El hecho de que soldados norcoreanos estén luchando junto a los rusos conduce a una interpretación que va más allá del frente ucraniano. Al incluir a Corea del Norte en su órbita, Putin no sólo trata de obtener ventajas tácticas con respecto a Kyiv, sino también continuar avanzando en su prioridad estratégica de erosionar la arquitectura de seguridad global.
La decisión de Kim Jong-un de enviar tropas contra un país europeo que ha sido objeto de una flagrante violación de su integridad territorial por parte de Rusia tendrá graves consecuencias para su relación con el Viejo Continente, tradicionalmente más “pacífica” que la que ha mantenido con Estados Unidos. En el otro extremo del planeta, Corea del Sur no tardó en definir el despliegue de su Estado vecino como “una grave amenaza” a su seguridad, pues Pyongyang podrá dirigir contra Seúl los recursos, tecnología y capacidades militares avanzadas que le proporcione Moscú. Como reacción, las autoridades surcoreanas incrementarán por su parte su ayuda a Ucrania, a la vez que—como Japón y Australia—reforzarán su acercamiento a la OTAN.
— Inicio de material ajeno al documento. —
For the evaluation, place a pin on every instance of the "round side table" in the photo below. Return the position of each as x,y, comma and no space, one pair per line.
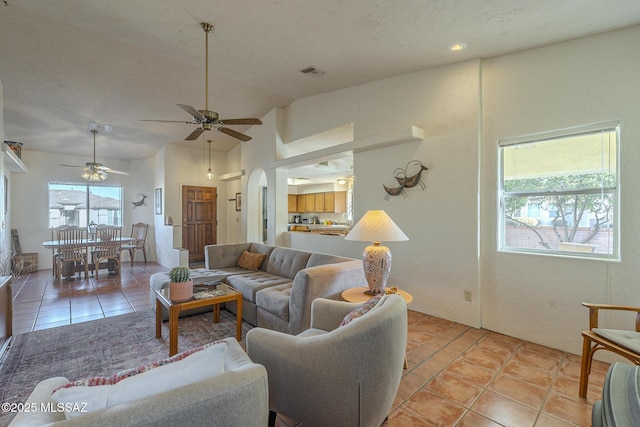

Que en Ucrania se proyecten las tensiones entre las dos Coreas y se facilite la interdependencia entre las democracias europeas y asiáticas no puede ser, por lo demás, motivo de satisfacción para China por mucho que ésta haya apoyado a Rusia. Además de incomodarle la creciente influencia de Moscú sobre Pyongyang, Pekín observa con inquietud los efectos de esa relación sobre el frágil equilibrio de la península coreana, así como los incentivos que están creando ambos para una mayor presencia militar norteamericana y de sus aliados en la periferia de la República Popular. Convencido del desplazamiento del poder global hacia Asia, Putin apuesta por intentar orientar esas nuevas fuerzas a su favor; sin embargo, la esperable respuesta de Seúl podrá contrarrestar la (limitada) aportación en Ucrania de Corea del Norte, mientras que esta última puede optar por una escalada con el Sur (al que denominó “enemigo” a principios de año), que hará igualmente inevitable la intervención de China y de Estados Unidos.